Jamur Goreng Krispi - Crispy Oyster Mushroom Fritters

Author: Anita Jacobson

Categories:  

Cuisines: 

Ingredients: 

Prep Time: 15 mins

Cook Time: 15 mins

Total Time: 30 mins

Serves: 4

Ingredients

  • 150 gram oyster mushroom (Indonesian: jamur tiram), tear into bite size pieces
  • enough oil for deep frying
  • Batter
  • 100 gram all purpose flour (Indonesian: tepung terigu)
  • 100 ml water
  • 1 egg
  • 2 cloves garlic (Indonesian: bawang putih), grated
  • 1 teaspoon ground coriander (Indonesian: bubuk ketumbar)
  • 1 teaspoon salt
  • 1/2 teaspoon sugar
  • 1/2 teaspoon ground white pepper (Indonesian: bubuk lada putih)
  • 1/2 teaspoon baking soda (Indonesian: soda kue)
  • Condiments
  • tomato sauce (Indonesian: saus tomat)
  • chili sauce (Indonesian: saus cabe botolan)

Instructions

  1. Mix all batter ingredients until smooth, drop oyster mushroom into the batter and mix well.
  2. Deep fry the coated mushrooms until golden brown and crispy. Drain on wire rack/paper towel.

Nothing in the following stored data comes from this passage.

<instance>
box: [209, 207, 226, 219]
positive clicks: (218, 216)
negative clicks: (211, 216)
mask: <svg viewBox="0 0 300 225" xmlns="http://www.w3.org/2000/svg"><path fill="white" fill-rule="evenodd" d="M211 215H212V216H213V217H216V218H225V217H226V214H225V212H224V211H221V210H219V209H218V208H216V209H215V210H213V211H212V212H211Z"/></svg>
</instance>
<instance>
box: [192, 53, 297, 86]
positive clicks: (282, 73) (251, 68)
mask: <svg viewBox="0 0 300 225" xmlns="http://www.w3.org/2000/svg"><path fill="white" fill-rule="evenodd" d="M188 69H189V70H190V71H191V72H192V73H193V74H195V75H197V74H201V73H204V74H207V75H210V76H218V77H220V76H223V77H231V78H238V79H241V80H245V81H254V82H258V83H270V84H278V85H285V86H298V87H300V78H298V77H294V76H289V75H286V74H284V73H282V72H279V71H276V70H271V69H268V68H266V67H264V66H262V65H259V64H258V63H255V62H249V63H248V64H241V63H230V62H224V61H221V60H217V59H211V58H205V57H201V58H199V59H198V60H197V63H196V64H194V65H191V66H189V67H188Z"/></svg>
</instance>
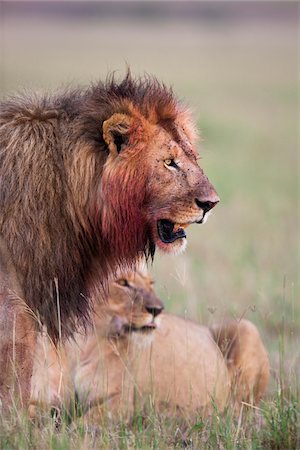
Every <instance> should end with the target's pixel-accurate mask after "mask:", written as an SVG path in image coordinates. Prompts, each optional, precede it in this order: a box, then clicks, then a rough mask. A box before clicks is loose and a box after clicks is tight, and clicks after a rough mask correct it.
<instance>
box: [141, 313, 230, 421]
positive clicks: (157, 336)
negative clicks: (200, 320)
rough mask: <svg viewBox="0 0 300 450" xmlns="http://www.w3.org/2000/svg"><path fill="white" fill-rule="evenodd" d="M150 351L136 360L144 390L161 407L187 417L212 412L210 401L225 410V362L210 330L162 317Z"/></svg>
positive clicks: (141, 354) (195, 323)
mask: <svg viewBox="0 0 300 450" xmlns="http://www.w3.org/2000/svg"><path fill="white" fill-rule="evenodd" d="M154 333H155V337H154V339H153V342H152V344H151V346H149V351H148V352H145V351H144V350H143V351H142V352H140V355H139V356H136V358H137V361H138V371H137V380H138V384H139V385H140V387H141V390H146V391H147V392H151V393H152V395H154V398H156V400H157V401H158V403H160V404H167V406H168V410H170V409H172V408H176V409H183V410H185V411H186V412H187V413H195V412H196V411H197V410H200V409H202V410H203V409H205V410H207V411H209V410H210V409H211V406H212V405H211V399H214V401H215V404H216V405H217V406H218V407H219V408H220V409H223V408H224V406H225V404H226V401H227V399H228V394H229V388H230V383H229V376H228V371H227V367H226V365H225V361H224V358H223V356H222V354H221V352H220V350H219V349H218V347H217V345H216V344H215V342H214V341H213V339H212V336H211V334H210V332H209V330H208V328H207V327H202V326H199V325H197V324H196V323H193V322H191V321H189V320H185V319H184V318H181V317H177V316H173V315H171V314H163V315H162V317H161V323H160V327H159V328H158V329H157V330H156V331H155V332H154Z"/></svg>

You can do this in batches since overcrowding the pot will make the temperature drops too much, not desirable when deep frying.
  3. If you have any leftover batter, you can thinly stream this into the hot oil to make crispy flakes (very much like how you would make kremes or tempura flakes). Drain the flakes on paper towel.
  4. Serve the crispy mushroom fritters and flakes immediately. In Indonesia, we love dipping this in tomato sauce and/or chili sauce, but they are delicious as is.